In fact, almost 1 in 10 hospital clinicians worked while sick at least five times in the past year, primarily because of staffing concerns or not wanting to let colleagues down, reported Julia Szymczak, Ph.D., and her associates at the Children’s Hospital of Philadelphia (JAMA Pediatr. 2015 July 6 [doi: 10.1001/jamapediatrics.2015.0684]).
“A combination of closed- and open-ended questions illustrated that the decision to work while sick was shaped by systems-level and sociocultural factors that interacted to cause our respondents to work while symptomatic, despite recognizing that this choice may put patients and colleagues at risk,” the authors wrote.
Of 929 surveys sent out, 538 clinicians completed them, which included 280 of 459 physicians (61%) and 256 of 470 advanced-practice clinicians (54.5%). The advanced-practice clinicians included registered nurses, physician assistants, clinical nurse specialists, registered nurse anesthetists, and certified nurse midwives. Of those who responded, 15.7% worked in intensive care, 13.1% in surgery, 12.5% in general pediatrics, and 44.8% in another pediatric subspecialty.
Although 95.3% of respondents believed working while sick put patients at risk, 83.1% reported having done so at least once in the past year. Further, that proportion included 52% of all respondents who reported coming to work sick twice in the past year and 9.3% who worked while ill at least five times in the past year.
Nearly a third of respondents said they would work even if they had diarrhea (30%), while 16% said they would work with a fever, and 55.6% would work with acute respiratory symptoms, including cough, congestion, rhinorrhea, and sore throat.
But doctors were more likely than other professionals to say they would go to work with these symptoms: 38.9% of doctors would work despite diarrhea, compared with 19.9% of advanced-practice clinicians. Doctors and advanced-practice clinicians would also work with acute respiratory symptoms (60% vs. 50.8%, respectively), a fever only (21.8% vs. 9.8%), and fever and chills with body aches (18.6% vs. 10.9%, all P < .03).

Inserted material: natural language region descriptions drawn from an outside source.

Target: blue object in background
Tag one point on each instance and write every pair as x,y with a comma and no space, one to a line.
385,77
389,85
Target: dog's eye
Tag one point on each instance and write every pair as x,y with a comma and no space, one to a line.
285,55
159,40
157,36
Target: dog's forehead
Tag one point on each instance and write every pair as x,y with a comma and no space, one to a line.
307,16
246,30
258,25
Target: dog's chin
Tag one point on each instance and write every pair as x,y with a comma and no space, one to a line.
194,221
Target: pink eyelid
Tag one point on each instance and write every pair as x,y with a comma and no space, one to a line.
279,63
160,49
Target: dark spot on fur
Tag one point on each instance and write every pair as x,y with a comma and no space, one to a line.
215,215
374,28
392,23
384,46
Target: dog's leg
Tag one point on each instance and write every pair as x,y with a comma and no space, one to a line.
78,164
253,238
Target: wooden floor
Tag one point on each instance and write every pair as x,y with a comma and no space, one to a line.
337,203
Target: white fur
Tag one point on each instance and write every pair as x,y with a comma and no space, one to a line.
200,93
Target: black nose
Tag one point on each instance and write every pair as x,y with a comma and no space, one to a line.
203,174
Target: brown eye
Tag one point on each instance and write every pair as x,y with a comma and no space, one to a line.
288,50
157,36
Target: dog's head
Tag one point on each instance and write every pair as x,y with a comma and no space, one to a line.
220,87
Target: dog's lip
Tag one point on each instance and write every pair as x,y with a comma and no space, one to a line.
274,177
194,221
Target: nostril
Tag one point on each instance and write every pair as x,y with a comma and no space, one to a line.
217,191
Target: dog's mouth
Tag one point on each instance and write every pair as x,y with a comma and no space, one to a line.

Nearly every respondent (98.7%) said they worked despite being sick because they did not want to let their colleagues down, just as almost all of them worried the hospital would not have enough staff (94.9%) or that they would let their patients down (92.5%).

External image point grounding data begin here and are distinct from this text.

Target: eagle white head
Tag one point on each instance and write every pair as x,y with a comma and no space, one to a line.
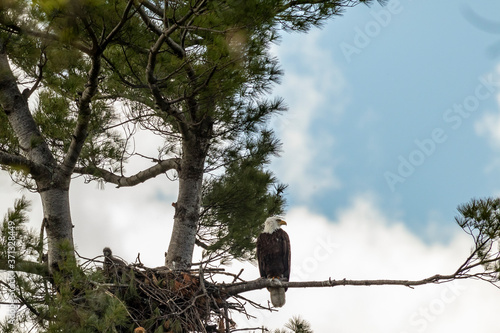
273,223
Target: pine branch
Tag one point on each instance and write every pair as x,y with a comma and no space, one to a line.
140,177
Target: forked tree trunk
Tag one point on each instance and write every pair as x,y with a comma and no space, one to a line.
187,207
37,159
58,226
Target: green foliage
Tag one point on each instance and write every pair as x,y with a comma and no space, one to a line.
236,203
480,218
296,325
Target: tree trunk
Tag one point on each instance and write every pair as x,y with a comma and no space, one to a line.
187,208
52,183
59,228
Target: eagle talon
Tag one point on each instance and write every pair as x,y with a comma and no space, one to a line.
273,255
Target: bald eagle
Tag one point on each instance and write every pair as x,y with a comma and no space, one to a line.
273,255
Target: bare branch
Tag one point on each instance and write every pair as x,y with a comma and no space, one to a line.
140,177
260,283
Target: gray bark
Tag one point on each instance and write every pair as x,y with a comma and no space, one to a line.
52,183
187,207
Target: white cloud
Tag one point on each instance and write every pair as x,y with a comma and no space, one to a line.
314,89
363,244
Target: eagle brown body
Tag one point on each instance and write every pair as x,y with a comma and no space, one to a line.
274,257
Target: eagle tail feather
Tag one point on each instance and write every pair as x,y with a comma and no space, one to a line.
277,297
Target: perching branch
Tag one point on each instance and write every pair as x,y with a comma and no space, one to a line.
462,273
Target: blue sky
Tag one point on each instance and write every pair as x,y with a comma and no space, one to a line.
349,121
397,79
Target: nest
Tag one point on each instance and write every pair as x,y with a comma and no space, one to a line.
177,301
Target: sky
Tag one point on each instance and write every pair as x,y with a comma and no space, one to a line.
393,121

Smaller majorities of respondents also worked because others also work while sick (65%), worried their colleagues would ostracize them (64%) if they didn’t work, were concerned about their patients’ continuity of care (63.8%), had unsupportive leadership (56.2%), or believed they could not be easily replaced (52.6%).
Among the 316 respondents who filled in additional reasons, 64.9% said they had a very hard time finding someone to cover their shift, 61.1% described a strong cultural norm to work unless extremely sick, and 57% expressed uncertainty about what is considered “too sick to work.”
The Centers for Disease Control and Prevention funded the research. The authors reported no disclosures.